Par Mathieu Li-Goyette
Créateur isolé depuis les années 90, la carrière de Kim Ki-duk appartient à son propre talent et à sa notoriété qui, bien qu’ayant toujours évolué en Corée, n’a rien avoir avec la nouvelle vague coréenne des années 2000. Tout à fait originale, la démarche de Ki-duk n’a cependant que peu changée. Intéressé par un certain réalisme poétique postmoderne, le personnage ki-dukien est celui vidé de toute existence. Léger, invisible, à part d’un monde en crise dans lequel le cinéaste a presque totalement renoncé de tourner depuis le début du millénaire, l’autobiographie est importante pour le cinéaste, voire essentielle au développement de son talent confirmé année après année à la suite de productions de grande qualité. Perplexe idée qu’est de donner comme titre de son dernier film « Rêve », l’idée n’est pourtant pas sans laisser sa part de réflexion à la compréhension de l’oeuvre. Dense, complexe, le réalisme poétique bien de sa griffe envoûte ses protagonistes amoureux Jin et Ran (que l’on devrait prononcé dans un équivalent non loin de Yin et Yan) eux-mêmes les catalyseurs d’un environnement puisant son décorum à même leurs sentiments. Plongé dans le subconscient et dans les situations impossible, Dream est un essai cinématographique splendide sur la puissance du désir et la perte de contrôle qu’il inflige aux coeurs brisés.

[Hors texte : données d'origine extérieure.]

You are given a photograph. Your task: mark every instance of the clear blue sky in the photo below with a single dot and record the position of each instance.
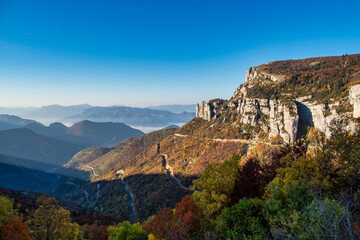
(153, 52)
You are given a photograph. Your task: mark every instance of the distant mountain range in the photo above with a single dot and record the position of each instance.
(46, 148)
(175, 108)
(87, 133)
(10, 121)
(24, 143)
(154, 116)
(132, 116)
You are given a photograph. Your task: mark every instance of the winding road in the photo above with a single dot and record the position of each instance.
(75, 185)
(92, 170)
(131, 199)
(86, 196)
(250, 142)
(170, 173)
(96, 195)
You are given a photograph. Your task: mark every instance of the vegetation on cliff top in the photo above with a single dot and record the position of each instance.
(323, 78)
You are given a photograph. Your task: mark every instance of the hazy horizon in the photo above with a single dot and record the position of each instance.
(143, 53)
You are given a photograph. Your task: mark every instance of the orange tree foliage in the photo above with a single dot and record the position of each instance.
(51, 221)
(178, 224)
(162, 224)
(14, 229)
(95, 232)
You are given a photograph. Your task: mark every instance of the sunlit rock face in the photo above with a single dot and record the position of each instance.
(281, 117)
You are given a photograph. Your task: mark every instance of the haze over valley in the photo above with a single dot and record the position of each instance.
(179, 120)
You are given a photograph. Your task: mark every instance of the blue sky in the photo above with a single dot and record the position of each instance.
(152, 52)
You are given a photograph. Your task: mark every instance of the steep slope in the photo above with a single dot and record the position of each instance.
(280, 99)
(133, 116)
(107, 133)
(103, 160)
(24, 143)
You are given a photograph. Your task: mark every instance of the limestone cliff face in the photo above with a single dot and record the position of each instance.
(282, 117)
(354, 95)
(279, 118)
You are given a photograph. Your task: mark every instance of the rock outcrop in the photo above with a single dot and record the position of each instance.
(282, 117)
(354, 95)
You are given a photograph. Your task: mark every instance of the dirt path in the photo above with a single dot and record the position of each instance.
(250, 142)
(96, 195)
(131, 199)
(170, 173)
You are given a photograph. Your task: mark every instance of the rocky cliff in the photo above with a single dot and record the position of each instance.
(281, 97)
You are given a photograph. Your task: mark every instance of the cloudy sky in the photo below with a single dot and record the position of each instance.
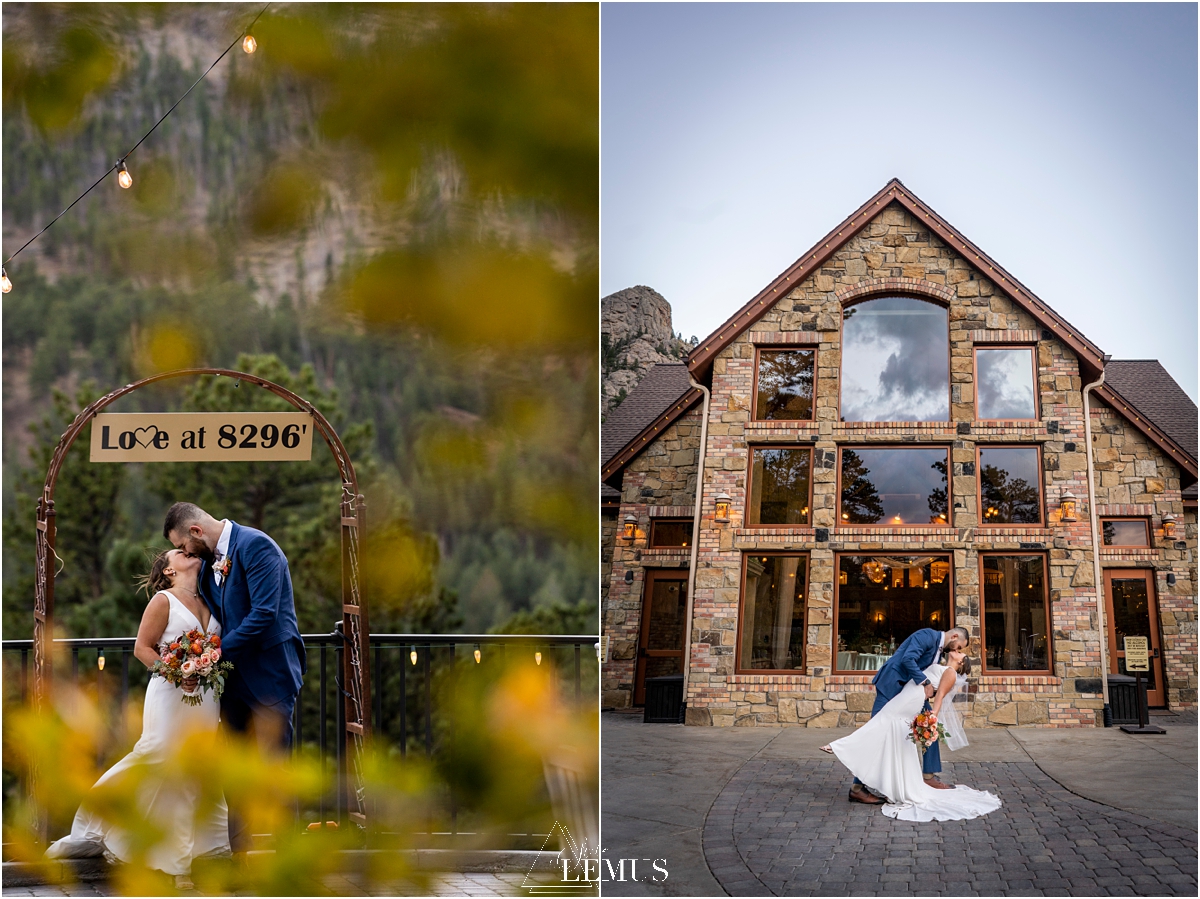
(1060, 138)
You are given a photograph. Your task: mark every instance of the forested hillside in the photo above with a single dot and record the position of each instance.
(441, 319)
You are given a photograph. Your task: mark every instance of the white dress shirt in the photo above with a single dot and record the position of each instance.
(222, 550)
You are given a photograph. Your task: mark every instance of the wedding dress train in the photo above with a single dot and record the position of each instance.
(881, 755)
(166, 721)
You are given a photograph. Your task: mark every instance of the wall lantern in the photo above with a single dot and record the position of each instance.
(1067, 503)
(723, 507)
(630, 527)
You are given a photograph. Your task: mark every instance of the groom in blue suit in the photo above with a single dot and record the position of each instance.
(909, 663)
(246, 583)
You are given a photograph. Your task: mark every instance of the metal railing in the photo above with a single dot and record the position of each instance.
(405, 666)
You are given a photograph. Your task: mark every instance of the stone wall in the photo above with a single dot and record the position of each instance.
(1137, 479)
(659, 483)
(893, 255)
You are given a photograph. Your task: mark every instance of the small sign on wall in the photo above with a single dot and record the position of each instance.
(1137, 653)
(202, 437)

Dans un monde complètement à part, Dream met en scène les tribulations de Jin (le brillantissime acteur japonais Jô Odagiri) alors qu’il s’aperçoit à ses dépens que les rêves qui le hantent depuis que sa copine l’a laissé affectent directement les actions de Ran, une femme somnambule qui vient de laisser un tout autre compagnon de vie. Reliés que dans le désir intense qui peuple leurs rêves, à savoir le rejet d’une personne et la reconquête d’une autre, l’explication logique d’un tel phénomène est complètement écartée, voire ridiculisée, par une psychiatre aux allures de charlatan. Désirant prendre son spectateur par surprise, c’est plutôt le cinéaste qui établi d’hors et déjà les règles de son petit jeu amoureux. Dès qu’il s’endort, elle se réveille et poursuit les rêves de ce dernier (en l’occurrence aller faire l’amour à son ancien amoureux) tandis qu’à l’inverse, le sommeil de Ran n’offre aucun effet secondaire à la condition de sa nouvelle âme soeur. Le rire devient épisodique alors que l’un s’attache à l’autre tandis que l’un jouit, l’autre répugne. De cette opposition au caractère simpliste naît pourtant une brillante mise en opposition entre ce yin et ce yan, cette Coréenne qui parle coréen et ce Japonais qui parle japonais. Aucune difficulté à se comprendre, les deux sont à l’unisson jusqu’à l’épilogue où le symbolisme du papillon, de l’éphémère, les rattrape pour un premier, dernier et seul baiser.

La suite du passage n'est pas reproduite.